Particularly the last group of germs cannot be easily warded off by standard hygienic measures. They are not airborne themselves – but they sit on dust particles that swirl through the air. Their danger is often underestimated: because dust particles can not only serve as vehicles for germs. They can – as a reaction of the body's immune system – also lead to adhesions in muscle tissue: inclusions of particles in tissue are meant to make them harmless. This can become especially dangerous when it involves areas where the muscle attaches to the bone: here, even the development of small nodules can lead to immobility.

Therefore, it is generally necessary to reduce particles, ideally eliminate them completely. In operating rooms with high requirements for germ-free conditions, a constant displacement airflow is installed over the surgical area to remove particles. This technique has proven successful in practice, as studies such as those by Lidwell have shown: the number of postoperative infections can be significantly reduced with it.

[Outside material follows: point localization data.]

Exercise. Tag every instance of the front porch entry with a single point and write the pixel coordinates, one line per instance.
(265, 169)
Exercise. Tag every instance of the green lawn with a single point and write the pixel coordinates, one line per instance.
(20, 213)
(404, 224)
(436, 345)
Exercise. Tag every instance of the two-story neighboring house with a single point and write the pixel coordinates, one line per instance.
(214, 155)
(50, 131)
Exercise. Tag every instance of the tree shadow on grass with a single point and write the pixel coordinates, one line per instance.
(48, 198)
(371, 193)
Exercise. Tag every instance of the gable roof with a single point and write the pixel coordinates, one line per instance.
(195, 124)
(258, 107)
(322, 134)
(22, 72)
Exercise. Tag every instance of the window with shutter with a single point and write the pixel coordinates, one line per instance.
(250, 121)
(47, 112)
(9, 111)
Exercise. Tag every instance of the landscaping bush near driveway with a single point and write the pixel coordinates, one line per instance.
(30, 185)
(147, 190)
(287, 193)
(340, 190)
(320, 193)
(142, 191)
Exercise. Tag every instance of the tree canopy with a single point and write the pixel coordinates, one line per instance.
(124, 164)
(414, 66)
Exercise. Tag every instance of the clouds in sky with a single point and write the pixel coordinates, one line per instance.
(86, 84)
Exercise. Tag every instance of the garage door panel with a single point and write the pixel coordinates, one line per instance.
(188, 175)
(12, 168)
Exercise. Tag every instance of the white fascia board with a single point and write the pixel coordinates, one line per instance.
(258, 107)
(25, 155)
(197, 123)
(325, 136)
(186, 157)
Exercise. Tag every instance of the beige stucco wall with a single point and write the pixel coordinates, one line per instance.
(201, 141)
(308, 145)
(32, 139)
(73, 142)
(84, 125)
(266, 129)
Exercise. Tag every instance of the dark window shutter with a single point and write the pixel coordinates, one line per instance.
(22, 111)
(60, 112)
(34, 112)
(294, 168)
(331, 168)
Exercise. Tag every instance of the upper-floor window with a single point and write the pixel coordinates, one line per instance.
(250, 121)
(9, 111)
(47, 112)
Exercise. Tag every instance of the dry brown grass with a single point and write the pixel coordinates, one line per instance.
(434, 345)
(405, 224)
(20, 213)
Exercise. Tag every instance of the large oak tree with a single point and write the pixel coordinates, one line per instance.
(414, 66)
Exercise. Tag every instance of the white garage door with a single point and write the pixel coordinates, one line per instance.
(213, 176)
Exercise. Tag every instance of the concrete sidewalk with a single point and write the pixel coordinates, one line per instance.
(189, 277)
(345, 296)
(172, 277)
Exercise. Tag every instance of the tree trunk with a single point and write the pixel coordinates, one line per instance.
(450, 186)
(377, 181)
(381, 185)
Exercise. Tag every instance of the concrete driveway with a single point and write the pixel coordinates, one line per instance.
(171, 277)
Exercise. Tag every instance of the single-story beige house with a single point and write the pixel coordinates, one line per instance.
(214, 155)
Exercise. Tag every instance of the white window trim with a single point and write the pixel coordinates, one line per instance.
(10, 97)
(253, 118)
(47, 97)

The operating principle is simple: A so-called laminar flow system installed on the ceiling of the OR introduces particles and thus germ-free air toward the floor. To prevent the spread of particle-borne germs from being further facilitated by additional air turbulence, the airflow must be just right: it must be strong enough to carry particles out of the surgical field. The solution is called “low-turbulence displacement airflow” (TAV). It can reduce the particle load to 1% of the otherwise typical concentration.

How Particle-Free is the OR?

How effective this technology actually is in individual cases depends on the specific conditions on site – especially on the actual air quality during the critical incision and suturing phase, as Rupert Mack, Sales Manager at Mediclean from Weiss Climate Technology, explains. However, air quality is usually only comprehensively tested once – before the handover of a new or renovated operating room to the user. At this time, a turbulence or protection level measurement is carried out according to DIN 1946-4 standards. And this means that the measurement is done with the room empty: without staff, without operating table, and without instruments.

Of course, practice looks different: the quality of the air depends significantly on how many people are in the room and how they behave. These factors influence the low-turbulence airflow. The same applies to how the operating and equipment tables as well as lamps are positioned in the room. How the air quality actually is during surgery, how it changes during this time – in short: how efficient the airflow is – remains unclear.

Measure, Correct, Document

Weiss Climate Technology has now developed a method to actively measure the efficiency of laminar flow, i.e., low-turbulence airflow, directly in the surgical field – using high-quality measurement sensors (MWA) that record particle contamination. This allows the surgical team to always have detailed information on whether sufficient particle-free and thus “airborne germ-free” conditions are maintained in the surgical field.

However, a second step is crucial for air quality: the developers at Weiss Climate Technology have perfected their method by linking the measurement results to a control loop that regulates the generation of low-turbulence airflow. If the target values regarding particle contamination are exceeded, the system initiates adjustments to the airflow. This is achieved by the laminar flow system regulating the air outlet, its speed, and thus the amount of air. Manual control by personnel, triggered by visual or acoustic signals, is also possible. This gives the surgical team an unprecedented quality assurance option on the market.

“Through continuous online monitoring and the corresponding ongoing, situation-appropriate regulation of the airflow, we ensure that particle and germ load during the critical incision and suturing phase is kept as low as possible,” summarizes Rupert Mack: “This can significantly help reduce the number of postoperative infections caused by airborne germs.”